For the occasion Riccardo Patrese will return to the wheel of the Renault powered Williams FW14, the car with which he won the Mexico and Portugal GPs, while Pierluigi Martini will take to the track with the six-wheeled Tyrrell P36 and the Minardi M189.

Over the two days the pits and the paddock will be “invaded” by champions of Motorsport , with the great participation of the F1 Grand Prix Club: Riccardo Patrese  together with his son Lorenzo who is already a protagonist in karting, Emanuele Pirro, Alessandro Nannini, Pierluigi Martini,  Luca Badoer Fabrizio Barbazza,  Moreno Roberto, Andrea Montermini, Luis Perez Sala, Paolo Barilla, Gabriele Tredozi and Aldo Costa former Technical Directors of Team Minardi, Mauro Forghieri, Alex Caffi, Giovanni Lavaggi, Carlo Facetti, Gabriele Lancieri, Claudio and Gianni Giudice Angelo Ancherani, karting driver Andrea Kimi Antonelli, Francesco Bergomi, Sergio Camapana, Enzo Coloni, Roberto Del Castello, Farneti Roberto, Giorgio Francia, Bruno Giacomelli, Roberto Marazzi, Mauro Martini,  Nicolò Piancastelli, Andrea Rosso, Enrico Toccacelo, Howden Ganley, Mario Theissen, Richard Attwood, Daniele Audetto, Derek Daly, Gery Brandstetter, Graham Gauld, Hans Herrmann, Teddy Pilette, David Piper, Jo Ramirez, Axel Schmidt, Marc Surer, Patrick Tambay, Jo Vonlanthen and Mike Wilds  will be available to sign autographs.

Once more there will be the appointments in the Ayrton Senna Conference Room with the  Libreria dell’Automobile  (Automobile Bookshop) which will present extraordinary books signed by Pino Allievi, Mario Donnini, Paola Rovolta and Umberto Zapelloni (Giorgio Nada Editore).

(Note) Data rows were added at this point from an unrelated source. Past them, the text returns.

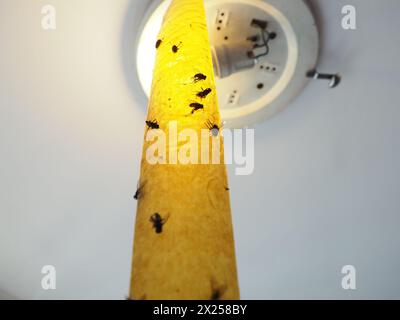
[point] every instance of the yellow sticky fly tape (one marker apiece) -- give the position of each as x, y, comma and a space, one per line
183, 244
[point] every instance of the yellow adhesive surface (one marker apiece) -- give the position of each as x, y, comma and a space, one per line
193, 256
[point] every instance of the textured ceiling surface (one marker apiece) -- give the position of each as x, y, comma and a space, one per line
324, 192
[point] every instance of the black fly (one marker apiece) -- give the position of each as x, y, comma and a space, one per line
152, 124
214, 128
199, 77
204, 93
158, 222
196, 106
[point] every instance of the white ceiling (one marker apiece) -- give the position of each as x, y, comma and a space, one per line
325, 191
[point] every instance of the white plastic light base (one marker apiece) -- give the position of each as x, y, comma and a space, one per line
255, 94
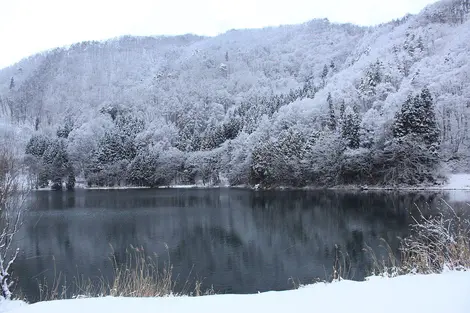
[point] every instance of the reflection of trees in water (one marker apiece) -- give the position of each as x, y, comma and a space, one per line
237, 240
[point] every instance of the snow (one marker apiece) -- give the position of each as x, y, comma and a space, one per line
447, 292
458, 182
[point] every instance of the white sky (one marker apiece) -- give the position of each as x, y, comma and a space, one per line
30, 26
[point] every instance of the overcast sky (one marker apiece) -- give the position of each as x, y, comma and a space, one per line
30, 26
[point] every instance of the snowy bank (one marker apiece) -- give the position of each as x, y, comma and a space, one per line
447, 292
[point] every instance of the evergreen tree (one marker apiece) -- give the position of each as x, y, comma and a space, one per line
350, 129
417, 117
324, 73
332, 117
402, 125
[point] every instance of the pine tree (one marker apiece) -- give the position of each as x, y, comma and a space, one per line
402, 125
332, 117
417, 117
350, 129
428, 126
324, 73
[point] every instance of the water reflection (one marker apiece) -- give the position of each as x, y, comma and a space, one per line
237, 241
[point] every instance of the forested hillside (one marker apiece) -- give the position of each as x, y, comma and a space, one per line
316, 104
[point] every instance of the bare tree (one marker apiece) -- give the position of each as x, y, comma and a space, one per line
12, 200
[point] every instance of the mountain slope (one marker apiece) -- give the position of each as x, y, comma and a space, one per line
251, 106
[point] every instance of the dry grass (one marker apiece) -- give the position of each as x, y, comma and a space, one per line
436, 243
139, 276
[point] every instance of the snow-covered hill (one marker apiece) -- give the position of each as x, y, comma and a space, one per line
250, 106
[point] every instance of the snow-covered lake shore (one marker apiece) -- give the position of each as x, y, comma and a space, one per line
455, 182
447, 292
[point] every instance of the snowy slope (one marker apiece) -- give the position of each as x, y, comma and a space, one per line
446, 292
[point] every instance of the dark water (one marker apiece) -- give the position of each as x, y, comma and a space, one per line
237, 241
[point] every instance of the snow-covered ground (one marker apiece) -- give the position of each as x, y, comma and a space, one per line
458, 182
447, 292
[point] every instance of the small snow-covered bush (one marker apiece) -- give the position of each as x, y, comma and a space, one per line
437, 242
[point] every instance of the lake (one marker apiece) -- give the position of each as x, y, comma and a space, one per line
234, 240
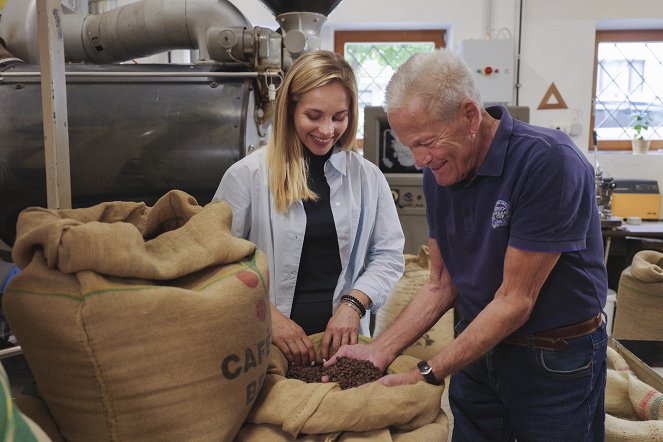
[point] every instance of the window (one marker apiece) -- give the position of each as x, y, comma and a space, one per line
375, 55
628, 81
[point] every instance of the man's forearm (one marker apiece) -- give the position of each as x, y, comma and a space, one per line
425, 309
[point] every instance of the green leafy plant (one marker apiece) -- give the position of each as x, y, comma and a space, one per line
639, 123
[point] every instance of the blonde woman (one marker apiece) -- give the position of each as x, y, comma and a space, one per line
323, 214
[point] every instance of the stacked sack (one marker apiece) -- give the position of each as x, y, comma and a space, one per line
141, 323
416, 274
634, 410
289, 409
639, 313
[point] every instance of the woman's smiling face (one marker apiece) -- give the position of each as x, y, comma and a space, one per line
321, 117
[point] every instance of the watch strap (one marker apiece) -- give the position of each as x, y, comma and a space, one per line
427, 372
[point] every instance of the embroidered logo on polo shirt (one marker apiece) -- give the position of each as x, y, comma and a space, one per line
501, 214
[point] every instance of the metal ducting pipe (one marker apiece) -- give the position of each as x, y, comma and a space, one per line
101, 6
136, 30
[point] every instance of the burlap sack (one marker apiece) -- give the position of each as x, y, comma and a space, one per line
633, 408
415, 275
639, 312
288, 409
141, 323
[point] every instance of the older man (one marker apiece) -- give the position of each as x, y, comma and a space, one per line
516, 248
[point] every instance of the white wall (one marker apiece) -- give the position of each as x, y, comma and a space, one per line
558, 43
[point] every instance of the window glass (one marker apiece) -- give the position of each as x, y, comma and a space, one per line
629, 88
375, 56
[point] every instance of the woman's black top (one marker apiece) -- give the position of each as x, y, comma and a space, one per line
320, 263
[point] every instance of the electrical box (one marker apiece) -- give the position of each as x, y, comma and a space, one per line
492, 62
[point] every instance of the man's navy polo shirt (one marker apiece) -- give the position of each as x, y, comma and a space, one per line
535, 192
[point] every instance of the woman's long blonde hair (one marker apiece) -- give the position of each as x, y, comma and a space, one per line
288, 172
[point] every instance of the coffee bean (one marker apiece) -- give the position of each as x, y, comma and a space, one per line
346, 372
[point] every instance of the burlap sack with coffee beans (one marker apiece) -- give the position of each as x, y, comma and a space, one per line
639, 312
415, 275
633, 408
289, 409
141, 323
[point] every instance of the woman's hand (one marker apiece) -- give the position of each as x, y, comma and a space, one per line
342, 328
291, 339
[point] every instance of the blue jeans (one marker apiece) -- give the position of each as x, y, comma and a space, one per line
513, 392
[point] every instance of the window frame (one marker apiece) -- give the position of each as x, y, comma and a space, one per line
619, 36
341, 37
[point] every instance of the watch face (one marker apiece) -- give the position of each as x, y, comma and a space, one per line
424, 368
427, 372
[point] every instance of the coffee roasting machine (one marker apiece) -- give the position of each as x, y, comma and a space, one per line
137, 131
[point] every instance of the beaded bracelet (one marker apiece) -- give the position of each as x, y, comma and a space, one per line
356, 303
354, 307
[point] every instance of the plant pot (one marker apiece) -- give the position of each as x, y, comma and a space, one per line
640, 146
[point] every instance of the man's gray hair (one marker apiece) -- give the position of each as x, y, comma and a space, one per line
440, 78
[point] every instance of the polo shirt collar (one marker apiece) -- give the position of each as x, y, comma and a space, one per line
493, 165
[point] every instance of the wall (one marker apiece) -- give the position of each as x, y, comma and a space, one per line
557, 46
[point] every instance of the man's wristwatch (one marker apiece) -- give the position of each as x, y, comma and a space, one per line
427, 373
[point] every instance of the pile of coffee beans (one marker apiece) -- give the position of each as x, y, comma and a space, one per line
346, 372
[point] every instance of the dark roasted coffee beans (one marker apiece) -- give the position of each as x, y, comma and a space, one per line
346, 372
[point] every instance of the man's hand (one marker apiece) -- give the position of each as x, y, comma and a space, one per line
291, 339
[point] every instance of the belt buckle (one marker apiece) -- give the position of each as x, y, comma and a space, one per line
555, 344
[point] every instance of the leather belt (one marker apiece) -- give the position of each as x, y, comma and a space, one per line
555, 339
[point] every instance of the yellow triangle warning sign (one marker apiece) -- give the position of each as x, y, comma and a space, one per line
547, 104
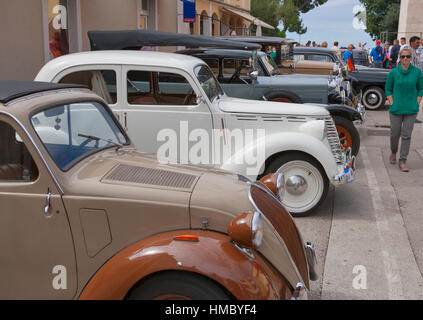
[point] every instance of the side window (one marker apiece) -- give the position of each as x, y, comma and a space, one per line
16, 163
213, 64
159, 88
101, 82
231, 65
321, 58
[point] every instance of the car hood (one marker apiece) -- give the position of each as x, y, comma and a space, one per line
236, 105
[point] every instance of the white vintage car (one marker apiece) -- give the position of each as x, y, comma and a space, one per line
172, 105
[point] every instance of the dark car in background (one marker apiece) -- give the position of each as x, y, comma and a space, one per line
370, 80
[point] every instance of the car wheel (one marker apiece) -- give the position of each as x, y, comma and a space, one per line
348, 134
374, 98
306, 182
283, 96
177, 285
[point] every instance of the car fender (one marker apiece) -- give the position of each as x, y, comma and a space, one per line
271, 144
343, 111
213, 255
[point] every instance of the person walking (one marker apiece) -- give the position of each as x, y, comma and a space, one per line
378, 56
386, 64
336, 49
349, 58
394, 55
404, 90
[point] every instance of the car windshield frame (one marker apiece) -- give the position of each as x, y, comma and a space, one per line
109, 118
219, 90
268, 64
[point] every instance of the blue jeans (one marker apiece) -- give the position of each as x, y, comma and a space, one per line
378, 64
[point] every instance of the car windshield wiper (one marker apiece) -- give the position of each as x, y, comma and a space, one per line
117, 145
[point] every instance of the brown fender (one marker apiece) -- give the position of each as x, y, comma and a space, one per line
212, 255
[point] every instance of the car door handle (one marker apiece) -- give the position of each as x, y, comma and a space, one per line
47, 207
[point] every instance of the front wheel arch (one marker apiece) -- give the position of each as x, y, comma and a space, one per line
141, 288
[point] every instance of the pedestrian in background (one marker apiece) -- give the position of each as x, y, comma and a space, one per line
349, 58
336, 49
394, 55
415, 61
378, 55
404, 90
386, 64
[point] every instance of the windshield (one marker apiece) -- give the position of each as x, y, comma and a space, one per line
269, 64
71, 132
208, 82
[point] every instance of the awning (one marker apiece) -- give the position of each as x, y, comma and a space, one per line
249, 17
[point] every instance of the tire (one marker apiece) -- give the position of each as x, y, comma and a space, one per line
283, 96
177, 285
374, 98
348, 134
300, 164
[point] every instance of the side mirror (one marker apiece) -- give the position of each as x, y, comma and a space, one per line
253, 75
200, 99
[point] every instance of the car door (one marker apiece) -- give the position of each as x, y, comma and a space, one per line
104, 80
237, 86
37, 257
162, 114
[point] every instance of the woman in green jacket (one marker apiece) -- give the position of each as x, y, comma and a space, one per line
404, 90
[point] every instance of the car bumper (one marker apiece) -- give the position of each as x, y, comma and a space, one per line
346, 172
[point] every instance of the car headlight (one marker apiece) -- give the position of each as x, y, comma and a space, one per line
246, 230
275, 182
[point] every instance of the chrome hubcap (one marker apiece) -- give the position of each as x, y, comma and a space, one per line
296, 185
373, 98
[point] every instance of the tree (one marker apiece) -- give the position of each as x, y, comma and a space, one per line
381, 16
287, 12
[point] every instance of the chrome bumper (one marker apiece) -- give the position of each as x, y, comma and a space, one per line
311, 261
347, 174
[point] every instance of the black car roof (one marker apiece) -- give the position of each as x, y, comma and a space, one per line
135, 39
217, 53
313, 49
261, 40
10, 90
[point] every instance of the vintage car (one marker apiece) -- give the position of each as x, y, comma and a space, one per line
255, 76
285, 56
86, 216
370, 81
360, 56
344, 93
173, 105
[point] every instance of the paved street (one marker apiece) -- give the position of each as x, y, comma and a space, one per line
368, 234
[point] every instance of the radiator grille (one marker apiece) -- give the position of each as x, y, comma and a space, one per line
150, 176
334, 142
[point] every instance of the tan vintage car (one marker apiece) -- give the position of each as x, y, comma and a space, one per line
86, 216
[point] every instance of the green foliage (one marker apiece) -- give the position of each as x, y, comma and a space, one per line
382, 15
287, 12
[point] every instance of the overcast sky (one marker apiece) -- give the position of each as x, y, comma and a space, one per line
333, 21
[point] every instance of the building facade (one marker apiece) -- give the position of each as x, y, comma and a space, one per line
411, 21
32, 32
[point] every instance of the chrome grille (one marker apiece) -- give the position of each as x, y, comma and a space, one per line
334, 142
149, 176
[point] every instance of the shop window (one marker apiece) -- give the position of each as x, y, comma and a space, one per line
16, 163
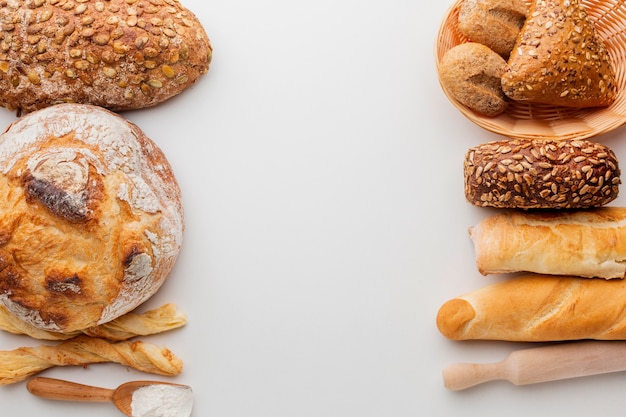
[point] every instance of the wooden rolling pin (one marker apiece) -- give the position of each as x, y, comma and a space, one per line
542, 364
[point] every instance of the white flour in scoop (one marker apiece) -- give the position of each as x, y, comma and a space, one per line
160, 400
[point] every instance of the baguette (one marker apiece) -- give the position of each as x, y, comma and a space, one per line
559, 59
585, 243
538, 308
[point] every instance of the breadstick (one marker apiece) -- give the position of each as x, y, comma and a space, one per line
21, 363
130, 325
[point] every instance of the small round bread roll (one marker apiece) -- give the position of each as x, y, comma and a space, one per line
91, 217
541, 174
471, 73
494, 23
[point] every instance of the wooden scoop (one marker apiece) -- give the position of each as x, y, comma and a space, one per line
542, 364
122, 396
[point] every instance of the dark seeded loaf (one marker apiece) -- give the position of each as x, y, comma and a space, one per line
541, 174
117, 54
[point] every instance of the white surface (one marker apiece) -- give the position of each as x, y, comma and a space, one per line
321, 167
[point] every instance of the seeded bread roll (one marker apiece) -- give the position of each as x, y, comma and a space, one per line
587, 243
117, 54
471, 73
538, 308
91, 218
494, 23
559, 59
541, 174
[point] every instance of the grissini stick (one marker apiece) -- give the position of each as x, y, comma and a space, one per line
542, 364
164, 318
21, 363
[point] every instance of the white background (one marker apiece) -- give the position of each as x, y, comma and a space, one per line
321, 169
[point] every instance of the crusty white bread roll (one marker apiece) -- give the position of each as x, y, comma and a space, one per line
91, 219
538, 308
585, 243
470, 72
494, 23
559, 59
541, 174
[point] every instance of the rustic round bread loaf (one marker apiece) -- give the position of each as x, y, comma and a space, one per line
471, 73
541, 174
118, 54
91, 218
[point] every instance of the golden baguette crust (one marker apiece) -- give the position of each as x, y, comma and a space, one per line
538, 308
585, 243
118, 54
559, 59
541, 173
91, 217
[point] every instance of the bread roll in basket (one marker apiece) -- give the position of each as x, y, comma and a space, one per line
91, 220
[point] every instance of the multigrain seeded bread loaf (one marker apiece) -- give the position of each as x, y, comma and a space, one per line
118, 54
538, 308
541, 174
586, 243
471, 73
559, 59
91, 218
494, 23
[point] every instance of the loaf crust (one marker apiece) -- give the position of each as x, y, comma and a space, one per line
91, 221
494, 23
471, 73
541, 174
559, 59
538, 308
587, 243
117, 54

The Scuderia Tazio Nuvolari will present the historic Lucchini sport Register and the Lotus Elisa S1 and the debate with engineer Nicola Materazzi.

The Champions of Motorsport of the F1 GRAND PRIX CLUB will be waiting for you on Sunday 28th at 11.00am.

There will be innovation and road safety with Easyrain, the innovative SME that develops safety systems that is committed to creating the first anti-aquaplaning gadget for cars and autonomous vehicles will be at Imola to put its research on display for drivers, teams and all the fans.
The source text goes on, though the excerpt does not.